I sistemi di distribuzione elettrica tradizionali sono stati progettati per gestire la corrente alternata (AC). I dispositivi di sicurezza standard, che proteggono case e fabbriche da decenni, si affidano alla natura oscillante della corrente alternata per rilevare i guasti. I veicoli elettrici, tuttavia, funzionano con architetture di batterie a corrente continua (CC). Durante il processo di ricarica, la corrente alternata proveniente dalla rete viene convertita in corrente continua da un caricatore di bordo (OBC) o all'interno della base di ricarica stessa. Se durante questa conversione si verifica un guasto all'isolamento, la corrente CC grezza può riversarsi nella rete elettrica CA.

Ciò crea uno scenario terrificante: i dispositivi di protezione standard possono essere effettivamente 'accecati' da questa dispersione di corrente continua, rendendoli del tutto inutilizzabili se un essere umano riceve una scossa elettrica letale. Per combattere questo problema, gli organismi internazionali di sicurezza hanno imposto rigorosi aggiornamenti ai dispositivi a corrente residua (RCD). In questa guida ingegneristica B2B completa, analizzeremo le differenze tecniche critiche tra gli RCD di tipo A e di tipo B, spiegheremo la fisica della saturazione del nucleo magnetico e garantiremo che la tua infrastruttura per veicoli elettrici sia conforme ai più severi standard di sicurezza del 2026.

La fisica del rilevamento della corrente residua

Per capire perché la ricarica dei veicoli elettrici richiede una protezione specializzata, dobbiamo prima esaminare brevemente come funziona la protezione differenziale standard. Un tipico dispositivo di corrente residua si basa su un trasformatore di corrente a sequenza zero (ZCT) costruito attorno a un nucleo magnetico altamente sensibile.

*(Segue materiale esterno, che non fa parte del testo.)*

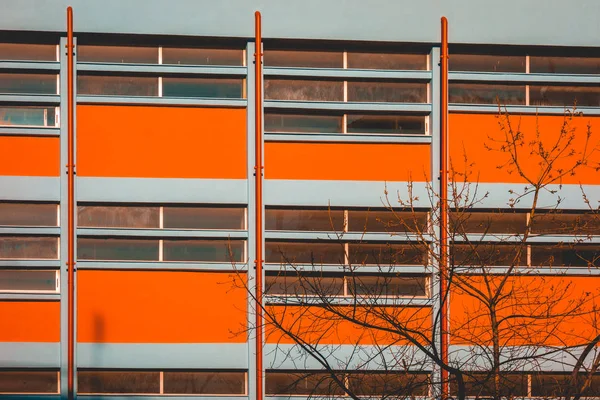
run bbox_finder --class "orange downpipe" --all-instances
[254,11,263,400]
[67,7,75,399]
[440,17,449,399]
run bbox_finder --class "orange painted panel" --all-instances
[77,105,247,179]
[0,301,60,342]
[449,114,600,184]
[77,271,247,343]
[450,276,600,346]
[0,136,60,176]
[265,142,431,181]
[266,306,431,345]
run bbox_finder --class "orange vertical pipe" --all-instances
[67,7,75,399]
[254,11,263,400]
[440,17,449,399]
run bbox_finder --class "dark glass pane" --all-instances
[163,207,246,229]
[163,47,243,66]
[529,56,600,74]
[0,236,58,260]
[77,238,158,261]
[77,75,158,96]
[0,203,58,226]
[0,106,56,127]
[263,50,344,68]
[265,209,344,232]
[0,269,56,292]
[77,45,158,64]
[0,370,58,393]
[0,73,58,94]
[265,242,345,265]
[348,82,427,103]
[77,206,160,228]
[348,210,427,232]
[347,115,425,135]
[163,77,244,99]
[265,114,342,133]
[348,53,427,70]
[529,85,600,107]
[77,369,160,394]
[164,240,245,262]
[264,79,344,101]
[449,83,525,105]
[163,371,246,395]
[448,54,525,72]
[0,43,57,61]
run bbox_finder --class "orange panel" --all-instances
[450,114,600,184]
[77,271,247,343]
[450,276,600,346]
[0,301,60,342]
[77,105,247,179]
[0,136,60,176]
[265,142,431,181]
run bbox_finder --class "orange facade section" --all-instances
[0,136,60,176]
[449,114,600,184]
[0,301,60,342]
[77,105,247,179]
[77,271,247,343]
[265,142,431,182]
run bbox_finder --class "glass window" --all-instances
[163,206,246,230]
[77,75,158,96]
[0,203,58,226]
[348,82,427,103]
[0,236,58,260]
[163,47,243,66]
[448,82,525,105]
[0,73,58,94]
[77,206,160,228]
[77,44,158,64]
[347,114,426,135]
[164,239,245,262]
[163,76,244,99]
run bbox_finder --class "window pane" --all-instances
[0,236,58,260]
[0,43,57,61]
[264,79,344,101]
[77,206,160,228]
[163,207,245,229]
[348,210,427,232]
[77,75,158,96]
[0,370,58,393]
[263,50,344,68]
[77,238,158,261]
[0,203,58,226]
[265,209,344,232]
[265,242,345,265]
[77,45,158,64]
[163,47,243,66]
[0,269,56,292]
[348,53,427,70]
[347,115,425,135]
[0,74,57,94]
[163,371,246,395]
[449,83,525,105]
[265,114,342,133]
[448,54,525,73]
[77,369,160,394]
[529,85,600,107]
[529,56,600,74]
[0,106,56,127]
[163,77,244,99]
[348,82,427,103]
[164,240,245,262]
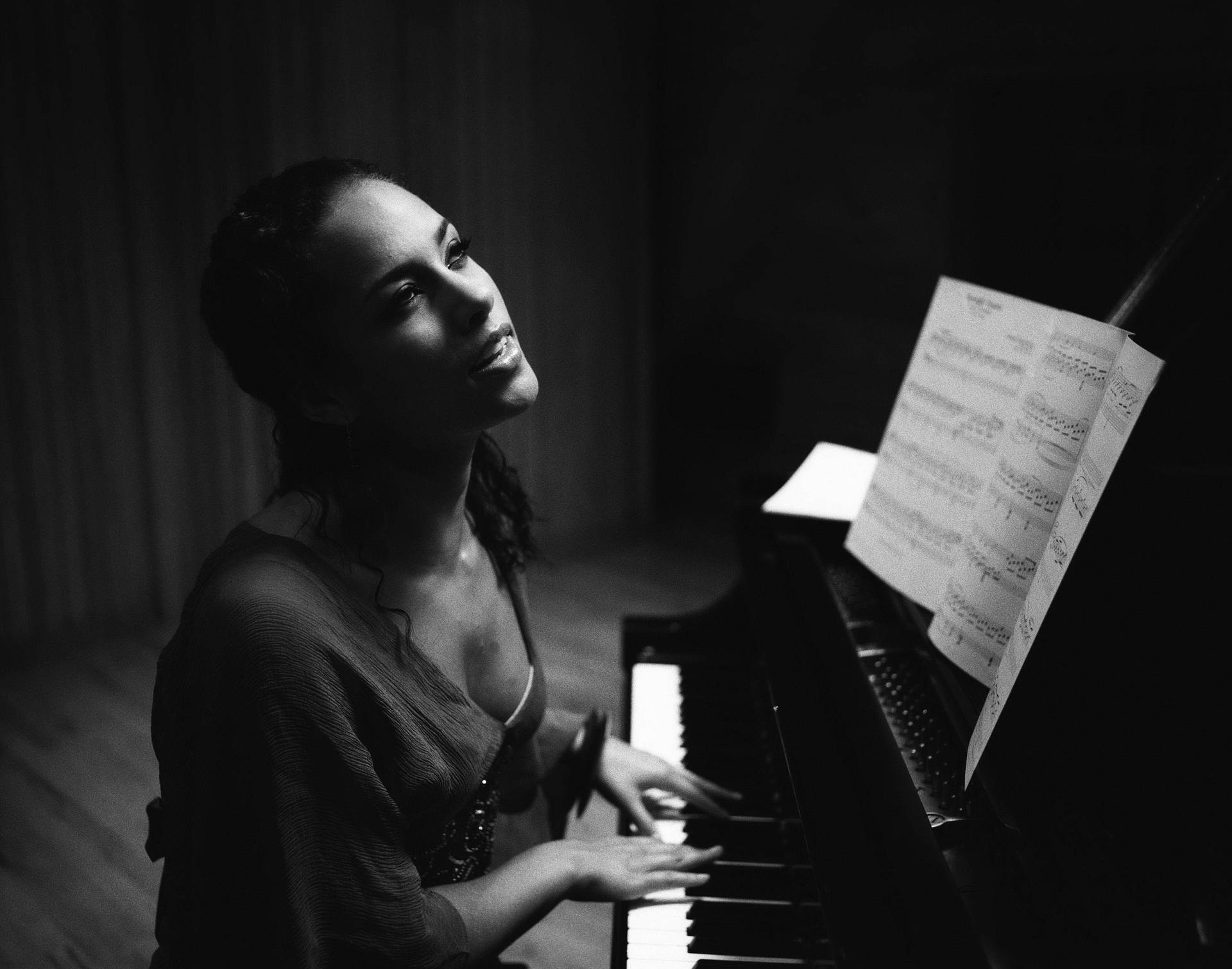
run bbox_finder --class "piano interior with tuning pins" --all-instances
[611,164,1232,969]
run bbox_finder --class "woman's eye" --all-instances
[393,282,424,307]
[445,239,470,269]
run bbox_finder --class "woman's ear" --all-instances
[300,384,360,427]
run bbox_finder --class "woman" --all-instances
[150,159,735,966]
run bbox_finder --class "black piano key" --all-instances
[684,818,809,864]
[685,863,813,901]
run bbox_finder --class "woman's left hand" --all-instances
[595,737,740,837]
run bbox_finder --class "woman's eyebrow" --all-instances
[363,216,451,304]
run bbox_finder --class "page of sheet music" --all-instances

In condizioni operative normali, la corrente alternata che scorre attraverso il filo sotto tensione (fase) è perfettamente uguale alla corrente che ritorna attraverso il filo neutro. Queste correnti opposte creano campi magnetici all'interno del nucleo che si annullano a vicenda, risultando in un flusso magnetico netto pari a zero.

Se una persona tocca un filo sotto tensione, una piccola quantità di corrente (corrente residua) si disperde attraverso il suo corpo nella terra. La corrente in uscita non è più uguale alla corrente di ritorno. Questo squilibrio crea un flusso magnetico nel nucleo, che induce una tensione in una bobina secondaria, attivando un relè sensibile che fa scattare fisicamente l'interruttore e interrompe l'alimentazione. Questa azione salvavita avviene in millisecondi.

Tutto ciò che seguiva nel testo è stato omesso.